Com raízes familiares na Ossétia, tanto por via paterna como por via materna, Gergiev deu as suas primeiras mostras públicas de alinhamento político com o Kremlin em 2008, quando a Geórgia e a Rússia entraram em conflito na Ossétia do Sul. Acusando o governo georgiano de massacrar civis, precipitando assim a intervenção militar russa – uma versão dos factos que a União Europeia viria a confirmar um ano depois , o maestro deslocou-se pessoalmente a Tskhinvali para ali dirigir um concerto junto às ruínas do Parlamento da Ossétia do Sul, em tributo às vítimas da guerra.
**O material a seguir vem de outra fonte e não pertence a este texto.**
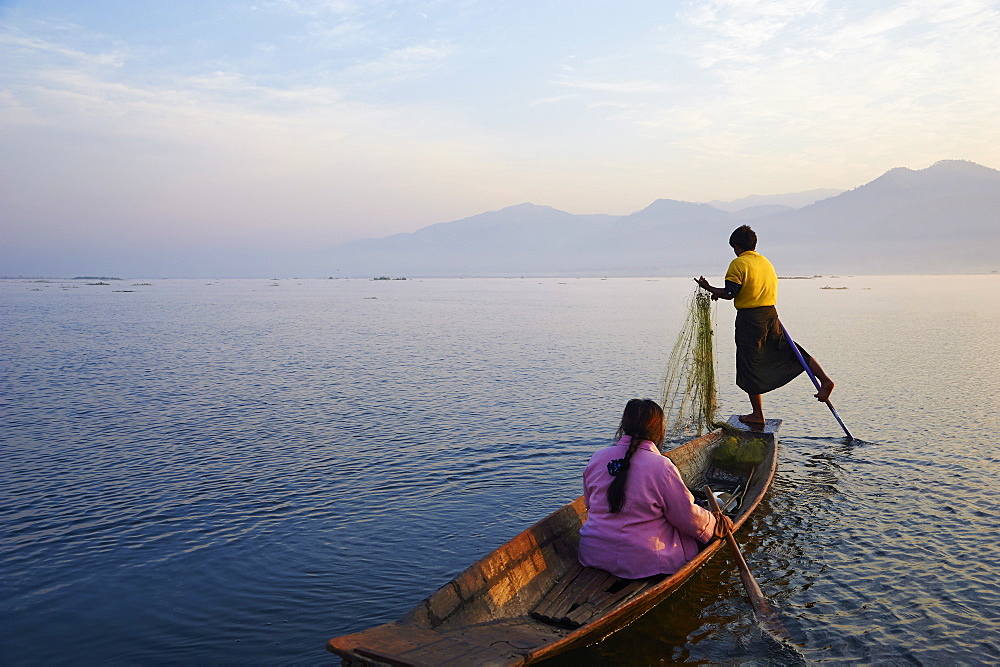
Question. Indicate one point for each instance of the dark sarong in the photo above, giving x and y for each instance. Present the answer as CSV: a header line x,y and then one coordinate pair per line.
x,y
764,359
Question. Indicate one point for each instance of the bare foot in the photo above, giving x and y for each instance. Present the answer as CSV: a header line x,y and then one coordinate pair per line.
x,y
824,392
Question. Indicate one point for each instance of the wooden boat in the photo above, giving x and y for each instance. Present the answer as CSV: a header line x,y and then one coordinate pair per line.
x,y
530,599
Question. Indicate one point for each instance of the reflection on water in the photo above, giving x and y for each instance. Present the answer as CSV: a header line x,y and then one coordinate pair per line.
x,y
236,472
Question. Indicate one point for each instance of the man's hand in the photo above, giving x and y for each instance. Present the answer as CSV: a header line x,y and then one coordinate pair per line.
x,y
723,525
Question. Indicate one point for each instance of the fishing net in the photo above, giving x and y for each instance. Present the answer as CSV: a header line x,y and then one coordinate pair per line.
x,y
688,388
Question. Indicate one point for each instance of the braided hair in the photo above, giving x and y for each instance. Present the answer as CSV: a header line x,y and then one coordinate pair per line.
x,y
642,420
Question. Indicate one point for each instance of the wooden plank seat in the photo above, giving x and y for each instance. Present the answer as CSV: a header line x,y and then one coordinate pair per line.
x,y
586,593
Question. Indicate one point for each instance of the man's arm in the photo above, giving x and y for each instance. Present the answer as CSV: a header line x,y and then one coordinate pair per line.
x,y
728,292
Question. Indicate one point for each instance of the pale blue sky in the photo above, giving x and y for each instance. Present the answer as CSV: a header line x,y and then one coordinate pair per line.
x,y
235,123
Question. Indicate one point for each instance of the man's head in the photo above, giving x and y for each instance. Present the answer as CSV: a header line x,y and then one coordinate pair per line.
x,y
743,238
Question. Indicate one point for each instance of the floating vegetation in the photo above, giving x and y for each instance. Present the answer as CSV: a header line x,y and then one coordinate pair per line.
x,y
688,388
735,450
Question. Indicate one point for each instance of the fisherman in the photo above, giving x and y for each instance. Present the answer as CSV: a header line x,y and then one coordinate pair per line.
x,y
764,359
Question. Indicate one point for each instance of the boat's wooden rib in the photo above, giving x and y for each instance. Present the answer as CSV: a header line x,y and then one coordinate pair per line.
x,y
530,598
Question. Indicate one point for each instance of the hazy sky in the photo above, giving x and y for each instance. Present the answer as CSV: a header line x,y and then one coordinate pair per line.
x,y
212,124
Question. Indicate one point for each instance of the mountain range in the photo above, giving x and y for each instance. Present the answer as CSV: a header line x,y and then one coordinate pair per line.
x,y
942,219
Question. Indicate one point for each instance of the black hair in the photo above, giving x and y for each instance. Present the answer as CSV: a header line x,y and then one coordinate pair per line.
x,y
642,420
744,237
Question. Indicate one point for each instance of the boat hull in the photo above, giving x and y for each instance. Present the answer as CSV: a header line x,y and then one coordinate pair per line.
x,y
490,614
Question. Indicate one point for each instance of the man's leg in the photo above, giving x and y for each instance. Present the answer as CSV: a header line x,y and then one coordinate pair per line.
x,y
757,416
825,383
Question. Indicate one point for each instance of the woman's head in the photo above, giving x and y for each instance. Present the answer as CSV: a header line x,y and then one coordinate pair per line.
x,y
643,420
Quatro anos mais tarde, em 2012, Gergiev já era um declarado adepto de Putin, que apoiou de forma sui generis na sua terceira corrida às presidenciais russas, com um anúncio em que elogiava o crescente respeito internacional pelo país desde a chegada do ex-KGB ao poder.

Em Dezembro desse ano, o maestro subscreveu as medidas repressivas que a administração Putin aplicou às Pussy Riot, sugerindo que a motivação destas era comercial e não ideológica. “Não creio que isto tenha nada a ver com liberdade artística... Porquê fazer um statement político na Catedral de Cristo Salvador? Porquê com gritos e danças? Não é necessário fazê-lo num lugar que é sagrado para tantas pessoas”, declarou então ao jornal britânico The Independent. “Muitas pessoas me dizem que estas raparigas são potencialmente um óptimo negócio. Suponhamos que alguém criou tudo isto para produzir uma banda que possa ganhar milhões e milhões em digressões [internacionais]”, acrescentava.

Com a invasão da Crimeia, em 2014, o nome de Gergiev voltou a aparecer entre os de outras figuras “notáveis” das artes do país que aplaudiram os avanços da Rússia. Numa carta aberta publicada no site do Ministério da Cultura de Moscovo a 11 de Março desse ano, os signatários, entre os quais se incluíam o já referido pianista Denis Matsuev e o director do Bolshoi, Vladimir Urin, declaravam “o seu firme apoio à posição do Presidente”.

Um ano e meio mais tarde, quando chegou à Filarmónica de Munique, o maestro viria a dizer que não tinha de facto assinado a carta e que apenas falara sobre o assunto pelo telefone com o então ministro da Cultura Vladimir Medinsky. Mas o seu currículo em matéria de endorsements políticos e as suas ligações pessoais com Putin, que segundo o New York Times datarão do tempo em que o actual Presidente era uma proeminente figura da administração local de São Petersburgo, levaram a que o Ministério da Cultura ucraniano o banisse de quaisquer actuações no país desde então.

Apesar das reservas e dos protestos que o seu nome vinha suscitando, Valéry Gergiev continuava porém a ser um maestro-estrela, extraordinariamente reverenciado nos palcos da Europa e dos Estados Unidos. O actual conflito com a Ucrânia arrisca-se agora a constituir um ponto de não-retorno na sua fulgurante carreira, talvez irreversivelmente manchada por uma amizade tóxica.